Good questions, but the most important question that is hounding me at present is “Why not just give up this whole nudity thing and make your life so much easier?” So why don’t I? Why don’t I just delete the nude photos in my archives and all my social media presence as a naturist? Why does this blog site even exist? What’s the point? I mean, it would make my partner’s life that much easier and that has to count for something. As well, it would remove some stress on my neighbours who have to put up with occasional sightings of the naked old man. They are lovely people but I am informed that it does cause them stress. If I could somehow morph into a different person who is content with wearing clothing and being more sociable, I would likely have a friend or two.

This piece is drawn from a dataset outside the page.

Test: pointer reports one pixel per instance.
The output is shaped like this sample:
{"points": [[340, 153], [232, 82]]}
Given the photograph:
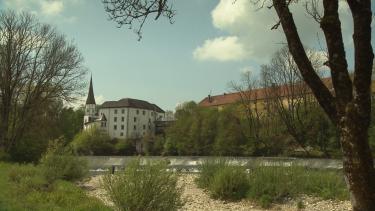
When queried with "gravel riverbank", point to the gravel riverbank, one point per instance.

I don’t have friends in my face-to-face world. I don’t remember ever having friends that I could call real friends. I wasn’t even friends with myself. I am friendly and smile and speak gently with no put downs of others. I am a nice guy. It was my survival strategy as a child that has continued to the present. The “me” I keep hidden from others is still there, buried beneath whatever role or circumstance of life that presents itself. In the world of naturism, in a naturist venue, it gets easier for me. I often imagine that I might even have a friend if I only stayed in one place long enough. A week or less doesn’t cut it. In the world of social media, it is a different story – at least I think so. I have friends. Perhaps they are real friends, perhaps not. But friends or no friends isn’t the issue. The issue is whether or not I can, should, or could give up the world of naturism to live a more peaceful life.
My answer to this is a poem, Do Not Go Gentle Into That Good Night. Is this the supreme act of selfishness when family, friends, neighbours, and my significant other need something different from me? Feel free to offer your answers.